もちろん、労働者が退職する際のルールも異なります。たとえば、退職は2週間前までに申し出ることで退職できる会社もあれば、退職は必ず3カ月前に申し出て、会社の承認を得なければならないと厳しめに規定している会社もあります。いずれにしても、法的なルールをきちんと押さえておく必要があるわけです。因みに労働条件の最低基準を定める労基法では、残念ながら労働者から退職する場合の取り扱いについて、ほとんど規定されていないのが現状です・・・。なので、退職のルールは今のところ民法で規定されてるようです。

 

会社の規則より確実に民法が優先する

 民法では、雇用契約期間の有無で取り扱いが異なります。
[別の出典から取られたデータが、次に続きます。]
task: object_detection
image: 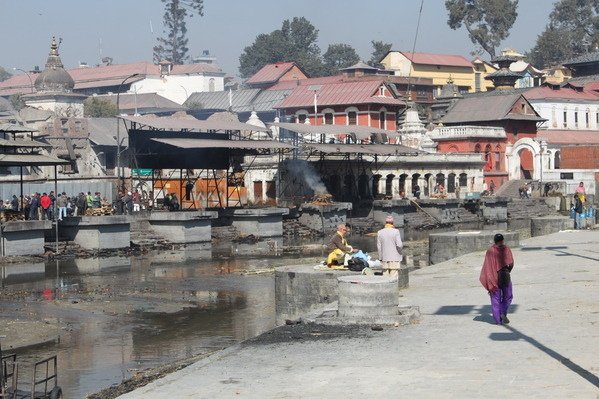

正社員のように雇用契約期間の定めがない場合は、「当事者が雇用の期間を定めなかったときは、各当事者は、いつでも解約の申し入れをすることができる。この場合において、雇用は、解約の申し入れの日から2週間を経過することによって終了する」と民法(民法627条1項)で定められています。これは民法のルール、つまり法律になる為、たとえ就業規則や個別の雇用契約書で退職は1カ月や3カ月前までに申し出なければならないと定めていた場合であっても、法律である民法のルールが最終的には優先されることになります。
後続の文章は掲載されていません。